Czarna Kompania
Derian nie miał zamiaru odpowiedzieć Gdyby wieść o tym, za co tu trafił, wyszła poza loch, mogłoby być niewesoło. W ciągu ostatnich paru miesięcy spór między Hennel a Relling, zaostrzył się. Jedna i druga strona konfliktu, w obawie przed zdradą, surowa kazała osoby uważane za spiskowców. Dla władz nie miało znaczenia czy był to wysoko postawiony urzędnik państwowy, czy prosty chłop. W tych krajach człowiek, elf i krasnolud stawiani byli na jednym poziomie.
- Dobra, jak nie chcesz to nie mów. - powiedział z przekąsem mężczyzna, obracając się plecami do towarzysza. - Jeśli jednak by cię to interesowało – rzekł pod nosem. - to ja trafiłem tu za „podburzanie wieśniaków”.
- A dokładniej? - zapytał, niby od niechcenia Łowca. Był jednak ciekawy, w której części kraju dochodzi do buntów i co jest ich przyczyną.
- O widzę, że cię zainteresowałem. - drugi uśmiechnął się podstępnie. - cóż tam, skąd pochodzę, tak kończą ludzie walczący za własne przekonania i prawo do spokojnego życia.
- Może wyjaśnić? Podobną historię opowiedział mi pewien myśliwy, który polował w królewskim borze, by rzekomo nakarmić głodującą rodziną. Przypadkiem zdarzyło się, że zamiast jelenia, ustrzelił komornika, zmierzającego w kierunku jego leśniczówki.
- Co się z nim stało?
- Zgilotynowany. - bez ogródek odparł Derian – Rodzina zmarła z głodu...
Naglę przeraźliwie zadzwoniło im w uszach. To pijany strażnik uderzył pałką w kraty.
- Hep. - wartownik zatoczył się lekko - Ciszej tam!.. bo mi łeb pęka...

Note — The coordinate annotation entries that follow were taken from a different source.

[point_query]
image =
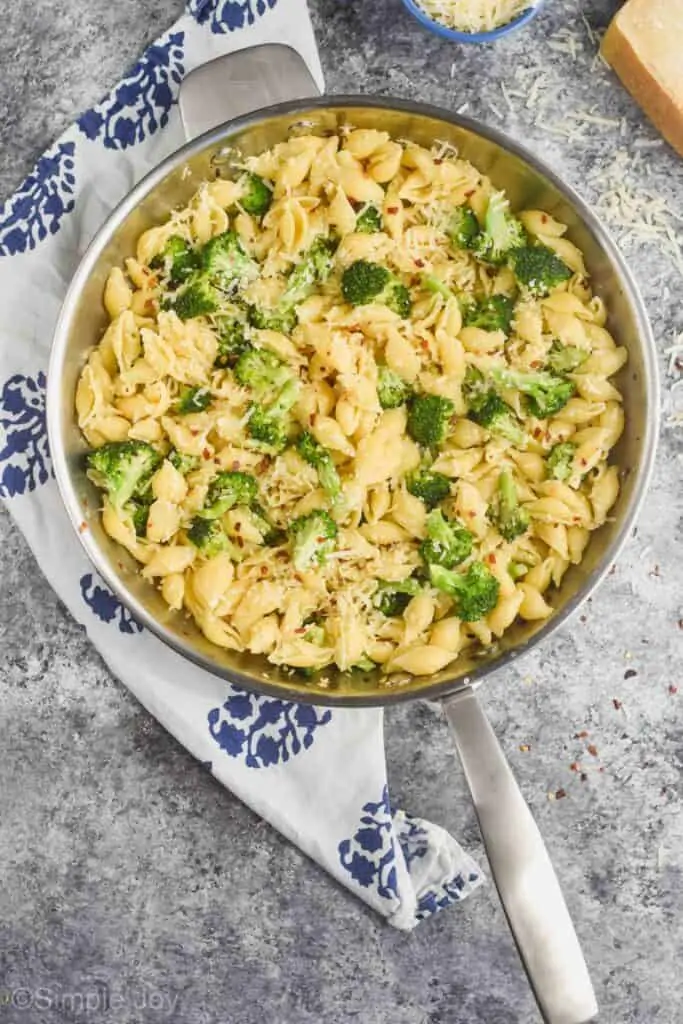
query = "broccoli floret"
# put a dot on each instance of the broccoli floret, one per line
(232, 340)
(364, 282)
(209, 537)
(494, 313)
(316, 456)
(474, 592)
(183, 463)
(464, 228)
(428, 419)
(193, 399)
(392, 390)
(436, 287)
(505, 512)
(269, 425)
(447, 543)
(546, 393)
(139, 513)
(313, 538)
(227, 489)
(124, 470)
(392, 598)
(502, 232)
(539, 269)
(177, 260)
(369, 220)
(314, 268)
(225, 263)
(198, 298)
(256, 195)
(559, 464)
(261, 370)
(487, 409)
(565, 358)
(429, 486)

Żołnierz zawrócił w stronę stołu zastawionego przeróżnymi trunkami. Gdy już był całkiem blisko, zahaczył nogą o drzewce halabardy, opartej o taboret. Rumor wywołał tak wielkie zamieszanie, że towarzysze pijaczyny, przybiegli sprawdzić ze strachem w oczach, czy to aby nie więźniowie wzniecają powstanie. Biedak wyrżnął głową o stół, tak, że sękate deski nie wytrzymały i poszły w drzazgi. Przed śmiercią uchroniła go tylko stalowa misiurka, okrywająca głowę. Skazańcy zanosili się śmiechem, podczas gdy żołdacy ciągnęli nieprzytomnego towarzysza do sąsiedniej komnaty.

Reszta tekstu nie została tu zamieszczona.